Gentle and sensitive performance.

youtube comments

*This is wonderful music, txs 4 post!! I like Lugansky's Prokofiev too, very very good, especially sonata no.6

Amazing how much power Repin can get in the slow movement, so intense. This is the most beautiful performance of this piece I've ever heard.*


----------



## Oskaar (Mar 17, 2011)

*Repin and Lugansky Play Franck Sonata mov.2*

youtube comments

*Wonderful to hear repertoire that probably isn't heard so often and by two expressive and talented artists.

very awesome this performance, right up there with Danczowska and Zimerman*


----------



## Oskaar (Mar 17, 2011)

*Repin and Lugansky Play Franck Sonata mov.3*

yoitube comments

*@4:46 wow, my favorite passage in the whole sonata, Repin has an amazing sound

So deep, so complex, so perfect, I love it. The best interpretation I´ve ever heard.*


----------



## Oskaar (Mar 17, 2011)

*Repin and Lugansky Play Franck Sonata mov.4*

youtube comments

*My God, I heard hundreds of recordings of this sonata and never so wonderful.

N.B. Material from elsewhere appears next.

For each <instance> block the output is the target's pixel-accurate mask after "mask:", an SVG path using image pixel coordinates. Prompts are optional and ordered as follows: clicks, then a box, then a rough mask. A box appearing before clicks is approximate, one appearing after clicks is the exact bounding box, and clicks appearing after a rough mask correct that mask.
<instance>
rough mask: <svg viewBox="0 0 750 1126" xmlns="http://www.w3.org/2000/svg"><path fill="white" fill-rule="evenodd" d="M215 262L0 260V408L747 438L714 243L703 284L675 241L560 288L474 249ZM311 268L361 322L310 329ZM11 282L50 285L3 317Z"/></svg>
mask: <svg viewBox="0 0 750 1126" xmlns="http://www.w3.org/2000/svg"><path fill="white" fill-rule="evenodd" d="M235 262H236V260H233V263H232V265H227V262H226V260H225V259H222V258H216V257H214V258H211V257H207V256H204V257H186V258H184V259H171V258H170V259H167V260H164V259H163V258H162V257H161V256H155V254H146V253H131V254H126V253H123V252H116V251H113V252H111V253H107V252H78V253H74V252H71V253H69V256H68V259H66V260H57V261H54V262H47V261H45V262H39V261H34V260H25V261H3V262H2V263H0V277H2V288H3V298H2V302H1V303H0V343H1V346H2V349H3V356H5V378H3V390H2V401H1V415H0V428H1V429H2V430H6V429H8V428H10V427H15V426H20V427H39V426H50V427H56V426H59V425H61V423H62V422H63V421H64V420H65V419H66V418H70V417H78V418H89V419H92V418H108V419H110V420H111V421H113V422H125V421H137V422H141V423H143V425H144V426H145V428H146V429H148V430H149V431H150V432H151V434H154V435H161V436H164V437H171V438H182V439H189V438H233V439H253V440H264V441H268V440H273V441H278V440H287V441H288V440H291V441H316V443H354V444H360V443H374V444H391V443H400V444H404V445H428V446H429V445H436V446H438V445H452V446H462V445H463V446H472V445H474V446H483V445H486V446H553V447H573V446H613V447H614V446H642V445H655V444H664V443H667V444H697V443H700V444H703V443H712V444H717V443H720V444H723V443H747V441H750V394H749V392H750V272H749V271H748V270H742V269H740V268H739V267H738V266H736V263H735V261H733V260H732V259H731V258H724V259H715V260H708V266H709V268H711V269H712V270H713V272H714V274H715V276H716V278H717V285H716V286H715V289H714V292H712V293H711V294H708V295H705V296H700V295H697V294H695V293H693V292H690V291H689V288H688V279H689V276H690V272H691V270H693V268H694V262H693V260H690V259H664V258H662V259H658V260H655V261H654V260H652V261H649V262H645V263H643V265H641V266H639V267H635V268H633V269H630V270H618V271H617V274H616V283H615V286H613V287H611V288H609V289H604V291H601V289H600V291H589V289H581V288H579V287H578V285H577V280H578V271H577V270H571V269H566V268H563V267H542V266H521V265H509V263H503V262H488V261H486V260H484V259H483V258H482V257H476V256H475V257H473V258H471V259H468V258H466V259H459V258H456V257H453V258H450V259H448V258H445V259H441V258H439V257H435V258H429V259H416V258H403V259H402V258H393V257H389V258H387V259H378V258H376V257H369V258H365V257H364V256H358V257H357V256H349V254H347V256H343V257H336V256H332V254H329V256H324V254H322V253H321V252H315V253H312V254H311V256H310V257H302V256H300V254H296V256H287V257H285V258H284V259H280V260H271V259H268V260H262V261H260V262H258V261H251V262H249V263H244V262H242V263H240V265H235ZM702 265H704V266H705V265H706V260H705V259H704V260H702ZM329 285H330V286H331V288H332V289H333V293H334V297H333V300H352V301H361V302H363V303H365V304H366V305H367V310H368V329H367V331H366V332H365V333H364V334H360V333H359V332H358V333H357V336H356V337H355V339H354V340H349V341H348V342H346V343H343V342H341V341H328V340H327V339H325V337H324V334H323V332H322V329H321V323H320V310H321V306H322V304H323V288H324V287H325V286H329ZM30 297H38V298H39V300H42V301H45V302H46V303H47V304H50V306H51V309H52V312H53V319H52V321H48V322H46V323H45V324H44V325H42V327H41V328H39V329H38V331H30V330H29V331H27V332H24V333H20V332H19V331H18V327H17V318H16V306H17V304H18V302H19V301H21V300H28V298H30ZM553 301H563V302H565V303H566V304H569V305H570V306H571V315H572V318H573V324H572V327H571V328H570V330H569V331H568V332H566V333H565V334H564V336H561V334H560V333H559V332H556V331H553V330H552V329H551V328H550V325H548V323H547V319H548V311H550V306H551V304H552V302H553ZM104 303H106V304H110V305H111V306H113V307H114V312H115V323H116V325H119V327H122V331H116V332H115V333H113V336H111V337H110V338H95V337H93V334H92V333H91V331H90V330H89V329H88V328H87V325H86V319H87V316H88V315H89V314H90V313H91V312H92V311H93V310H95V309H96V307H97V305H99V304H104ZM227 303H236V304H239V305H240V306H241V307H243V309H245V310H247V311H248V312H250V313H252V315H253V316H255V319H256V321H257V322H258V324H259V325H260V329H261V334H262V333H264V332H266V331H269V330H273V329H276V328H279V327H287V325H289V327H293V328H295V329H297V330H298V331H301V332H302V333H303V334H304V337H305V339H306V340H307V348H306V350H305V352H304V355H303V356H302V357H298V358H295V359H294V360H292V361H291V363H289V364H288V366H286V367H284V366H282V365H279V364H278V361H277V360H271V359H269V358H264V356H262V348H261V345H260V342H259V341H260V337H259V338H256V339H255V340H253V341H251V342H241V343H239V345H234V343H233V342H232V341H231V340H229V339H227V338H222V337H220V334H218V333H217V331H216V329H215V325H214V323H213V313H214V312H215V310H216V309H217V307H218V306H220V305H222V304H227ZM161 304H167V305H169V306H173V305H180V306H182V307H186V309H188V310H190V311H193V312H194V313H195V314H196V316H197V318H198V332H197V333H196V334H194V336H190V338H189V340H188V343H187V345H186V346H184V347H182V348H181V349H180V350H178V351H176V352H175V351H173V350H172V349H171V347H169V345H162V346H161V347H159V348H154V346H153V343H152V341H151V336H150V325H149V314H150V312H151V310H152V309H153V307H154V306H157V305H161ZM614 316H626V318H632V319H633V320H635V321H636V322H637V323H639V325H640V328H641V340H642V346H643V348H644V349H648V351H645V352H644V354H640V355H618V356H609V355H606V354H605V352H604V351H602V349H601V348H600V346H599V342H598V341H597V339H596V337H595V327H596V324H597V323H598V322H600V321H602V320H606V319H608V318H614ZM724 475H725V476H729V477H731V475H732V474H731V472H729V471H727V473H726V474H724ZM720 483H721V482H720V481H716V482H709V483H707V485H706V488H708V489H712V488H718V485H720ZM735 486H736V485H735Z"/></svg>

there's something so passionate and appealing about this movement! i love it! it goes perfectly with the color and smell of the daffodils next to me.﻿*


----------



## Oskaar (Mar 17, 2011)

*César Franck Symphony D Minor Orchestre National de France, Leonard Bernstein*

*César Franck Symphony in D Minor 1886/1888
Orchestre National de France conducted by Leonard Bernstein
I. Lento; Allegro ma non troppo
II. Allegretto 19:23
III. Finale: Allegro non troppo 30:50*

This symphony is amazing. It containes so much. The power, the variations the melodies, the pasion.... Fantastic recording The sound is not the best due to age, but I am nevertheless surprised how good it is on these Bernstein videos. There is a lot of them, and the sound is always good compared with videos from the same time.

youtube links

*Beautiful! Bernstein's Conducting is very interpretive. Lol﻿

It is my first time to appreciate this symphony. It is incredible that this symphony was composed by a French musician...I listen to a lot of masterpieces of French musicians (Ravel, Debussy, Saint-saens, and D'Indy, etc.) and none of them sounds like this...Well, it is a heroic style with a kind of mysterious religious power which is usually found in German and Austrian masterpieces rather than French...I love it ﻿

born in belgium, raised by germans

Dear God the brasses go hot at 38:35..... Fantastic.﻿﻿*


----------